Enlever sept personnes, dont quatre enfants en bas âge, était une première, et une erreur. Personne n’approuve ce genre de pratique, surtout pas les villageois locaux, qui, du coup, ont lâché quelques informations utiles. Une famille, c’est lourd à gérer, en témoignent les détails donnés par les Français libérés, qui démontrent la fragilité logistique des ravisseurs. Ils se réclamaient de Boko Haram ? Sauf que ce mouvement fait la guerre au Nigeria, pas aux étrangers, ce qui a provoqué la naissance d’un groupe islamiste dissident, Ansaru, plus porté à l’attaque contre les Occidentaux.
Quant aux revendications – un peu d’argent et la libération de proches détenus au Nigeria et au Cameroun –, nous sommes loin de la revendication politique majeure ou des millions d’euros réclamés pour les otages retenus au Mali. L’action, les moyens, les exigences… tout indique plus un rapt de malfrats islamisés et opportunistes qu’une prise d’otages à la Abou Zeid.

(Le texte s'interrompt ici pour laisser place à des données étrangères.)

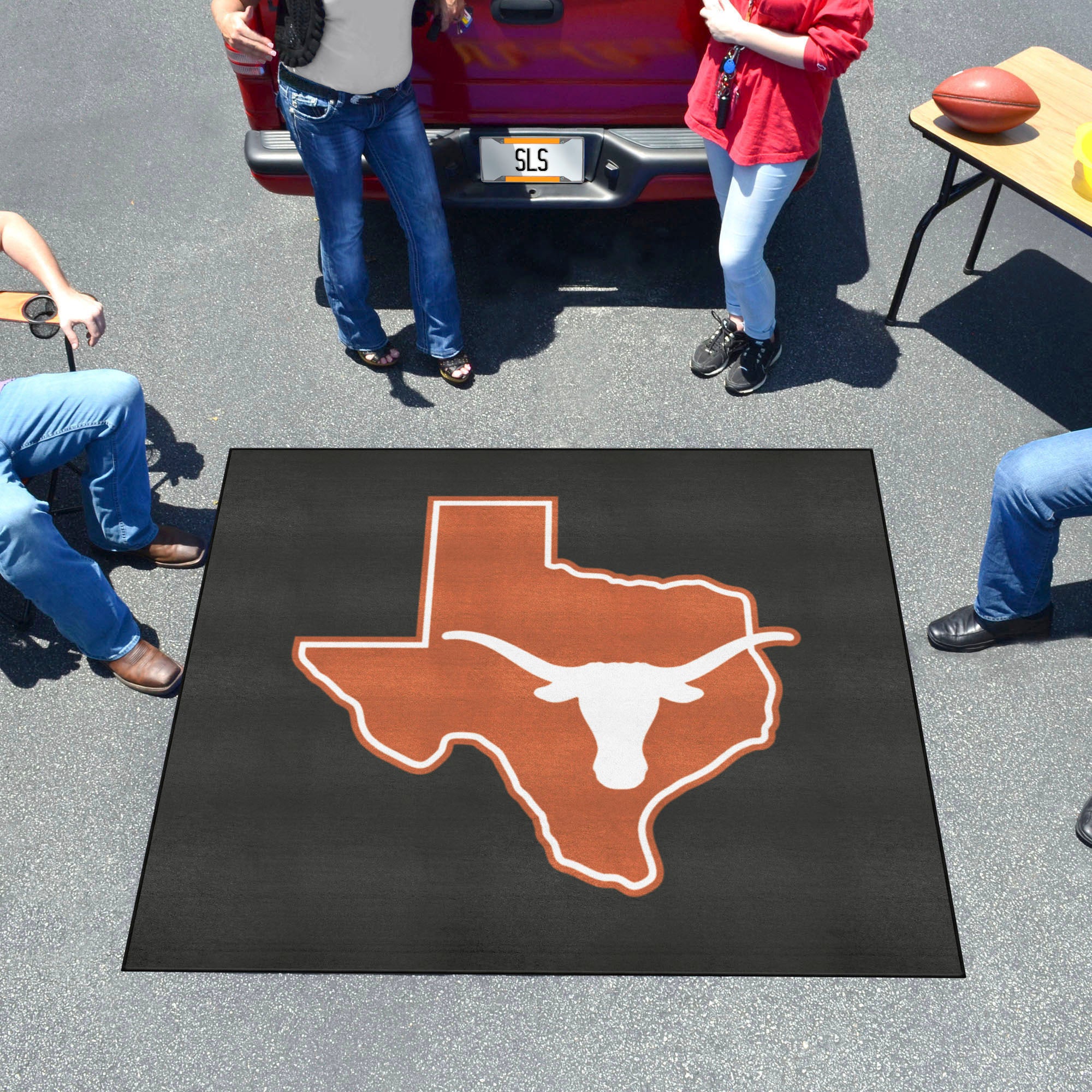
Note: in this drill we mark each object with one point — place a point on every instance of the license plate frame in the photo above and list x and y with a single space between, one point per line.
545 159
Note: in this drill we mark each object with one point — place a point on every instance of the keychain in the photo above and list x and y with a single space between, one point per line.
728 77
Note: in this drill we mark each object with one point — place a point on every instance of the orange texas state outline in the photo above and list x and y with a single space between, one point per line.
599 697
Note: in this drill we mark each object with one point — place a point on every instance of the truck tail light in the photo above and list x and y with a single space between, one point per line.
244 66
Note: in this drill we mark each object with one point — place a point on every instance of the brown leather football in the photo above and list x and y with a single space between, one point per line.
987 100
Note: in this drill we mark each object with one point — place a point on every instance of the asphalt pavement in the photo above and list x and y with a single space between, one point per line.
122 140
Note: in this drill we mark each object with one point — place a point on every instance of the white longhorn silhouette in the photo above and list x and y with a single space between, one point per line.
620 702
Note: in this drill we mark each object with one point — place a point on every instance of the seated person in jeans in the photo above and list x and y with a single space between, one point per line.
346 92
1036 489
45 422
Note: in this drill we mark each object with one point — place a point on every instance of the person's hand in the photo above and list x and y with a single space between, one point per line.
76 310
726 25
241 38
449 11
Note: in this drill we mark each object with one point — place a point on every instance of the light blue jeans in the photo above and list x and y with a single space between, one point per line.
333 135
751 199
1036 488
46 421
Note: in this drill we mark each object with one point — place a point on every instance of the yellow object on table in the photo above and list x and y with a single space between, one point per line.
1083 152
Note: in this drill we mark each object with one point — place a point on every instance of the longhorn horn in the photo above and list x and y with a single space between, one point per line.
541 669
695 670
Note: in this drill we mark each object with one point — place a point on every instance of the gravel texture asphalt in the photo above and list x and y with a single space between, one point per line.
122 141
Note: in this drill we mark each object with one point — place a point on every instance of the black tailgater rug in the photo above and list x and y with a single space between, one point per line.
603 713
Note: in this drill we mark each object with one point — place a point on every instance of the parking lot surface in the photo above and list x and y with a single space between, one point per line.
122 143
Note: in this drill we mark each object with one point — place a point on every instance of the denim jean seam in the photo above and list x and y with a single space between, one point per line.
129 648
416 288
1039 576
63 432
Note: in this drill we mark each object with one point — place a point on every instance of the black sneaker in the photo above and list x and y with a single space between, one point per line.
751 370
715 354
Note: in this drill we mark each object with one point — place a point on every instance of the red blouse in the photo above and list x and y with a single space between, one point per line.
777 111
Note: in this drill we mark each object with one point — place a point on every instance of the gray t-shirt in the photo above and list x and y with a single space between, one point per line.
365 46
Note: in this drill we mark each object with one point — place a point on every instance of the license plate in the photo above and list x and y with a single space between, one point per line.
532 159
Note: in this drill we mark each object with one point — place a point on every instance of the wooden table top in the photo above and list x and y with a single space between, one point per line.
13 303
1038 157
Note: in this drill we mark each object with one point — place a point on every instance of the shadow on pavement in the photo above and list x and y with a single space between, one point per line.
817 245
43 654
1027 324
519 270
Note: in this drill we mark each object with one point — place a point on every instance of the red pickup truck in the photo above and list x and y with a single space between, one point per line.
540 103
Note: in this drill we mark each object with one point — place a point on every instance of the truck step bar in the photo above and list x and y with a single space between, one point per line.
619 165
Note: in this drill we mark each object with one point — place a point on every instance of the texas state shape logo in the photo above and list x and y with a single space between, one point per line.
599 697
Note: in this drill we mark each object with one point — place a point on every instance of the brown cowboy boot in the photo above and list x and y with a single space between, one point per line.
174 549
148 670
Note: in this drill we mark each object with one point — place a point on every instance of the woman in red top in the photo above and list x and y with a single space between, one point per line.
758 101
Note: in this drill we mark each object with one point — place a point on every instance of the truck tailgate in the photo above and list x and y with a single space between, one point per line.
602 63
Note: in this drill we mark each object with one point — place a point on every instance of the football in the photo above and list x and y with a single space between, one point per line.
987 100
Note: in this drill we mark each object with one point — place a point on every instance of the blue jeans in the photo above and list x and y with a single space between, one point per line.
1036 489
751 199
333 135
46 421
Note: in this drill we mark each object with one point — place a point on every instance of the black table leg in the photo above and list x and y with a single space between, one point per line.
25 620
951 193
983 224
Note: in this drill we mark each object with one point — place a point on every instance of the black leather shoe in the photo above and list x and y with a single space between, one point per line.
965 632
1085 823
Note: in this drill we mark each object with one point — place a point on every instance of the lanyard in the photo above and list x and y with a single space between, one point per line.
728 78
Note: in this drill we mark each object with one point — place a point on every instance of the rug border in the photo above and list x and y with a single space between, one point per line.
539 975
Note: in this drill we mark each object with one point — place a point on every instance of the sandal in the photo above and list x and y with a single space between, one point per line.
374 358
452 365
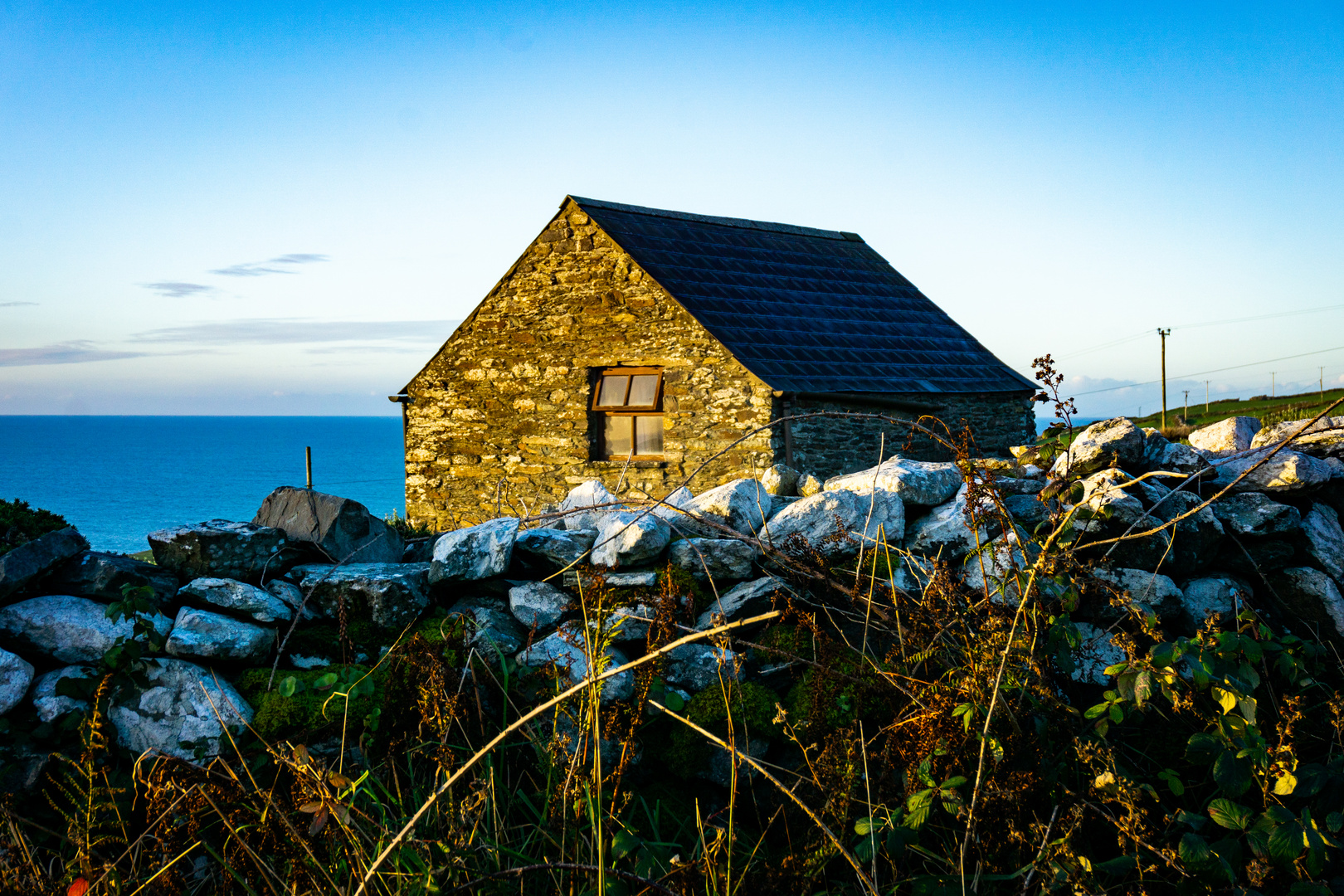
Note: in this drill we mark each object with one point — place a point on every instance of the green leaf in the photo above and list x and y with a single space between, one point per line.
1229 815
624 844
1233 776
1285 843
1194 850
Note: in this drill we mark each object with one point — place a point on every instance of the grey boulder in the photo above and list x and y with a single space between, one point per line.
1311 596
1216 594
476 553
695 666
1225 437
743 505
1155 592
565 648
184 709
34 559
1114 442
626 538
945 531
338 527
836 523
236 597
66 627
538 603
51 705
554 547
199 635
1094 655
1252 514
489 626
780 480
1172 457
746 599
95 574
15 677
718 559
221 548
921 483
1326 539
578 505
1283 472
392 594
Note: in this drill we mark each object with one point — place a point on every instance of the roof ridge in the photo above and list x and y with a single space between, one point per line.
745 223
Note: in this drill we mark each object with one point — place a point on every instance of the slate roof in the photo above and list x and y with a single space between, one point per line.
806 309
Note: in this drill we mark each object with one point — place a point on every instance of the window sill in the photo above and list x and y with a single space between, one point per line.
645 462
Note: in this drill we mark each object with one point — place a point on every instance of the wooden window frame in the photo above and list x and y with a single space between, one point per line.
601 412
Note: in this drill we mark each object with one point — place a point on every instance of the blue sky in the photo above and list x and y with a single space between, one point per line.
283 208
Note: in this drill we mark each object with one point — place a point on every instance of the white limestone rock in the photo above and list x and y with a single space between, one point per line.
538 603
51 705
1216 594
183 709
554 547
1094 655
583 496
1153 590
838 523
15 677
628 538
780 480
236 597
476 553
721 559
66 627
743 505
695 666
1254 514
565 649
199 635
1107 444
746 599
1283 472
1312 597
916 483
1225 437
394 594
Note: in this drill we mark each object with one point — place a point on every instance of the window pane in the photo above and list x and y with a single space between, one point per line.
648 436
616 436
644 390
611 391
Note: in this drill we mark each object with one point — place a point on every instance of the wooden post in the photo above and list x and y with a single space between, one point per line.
1164 334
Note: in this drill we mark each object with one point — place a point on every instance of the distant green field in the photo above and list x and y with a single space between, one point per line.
1268 410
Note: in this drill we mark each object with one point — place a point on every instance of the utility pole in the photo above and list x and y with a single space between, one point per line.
1164 334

François Hollande a assuré qu’« aucune rançon [n’avait] été versée ». Pas d’argent donc, même s’il semble que GDF, l’employeur du père, ait tenté une médiation chiffrée vite bloquée par l’Elysée. Reste la rançon politique. Le président a remercié le Nigeria et le Cameroun, en particulier son président, Paul Biya. Le Nigeria a suspendu ses actions armées et brutales contre Boko Haram, et le Cameroun a bien voulu oublier ses ennuis avec la justice française. Les ravisseurs demandaient la libération de proches emprisonnés dans les deux pays et, à l’évidence, ils ont obtenu satisfaction. En coulisses, on parle d’ailleurs de « menu fretin » ou de détenus « en fin de peine ».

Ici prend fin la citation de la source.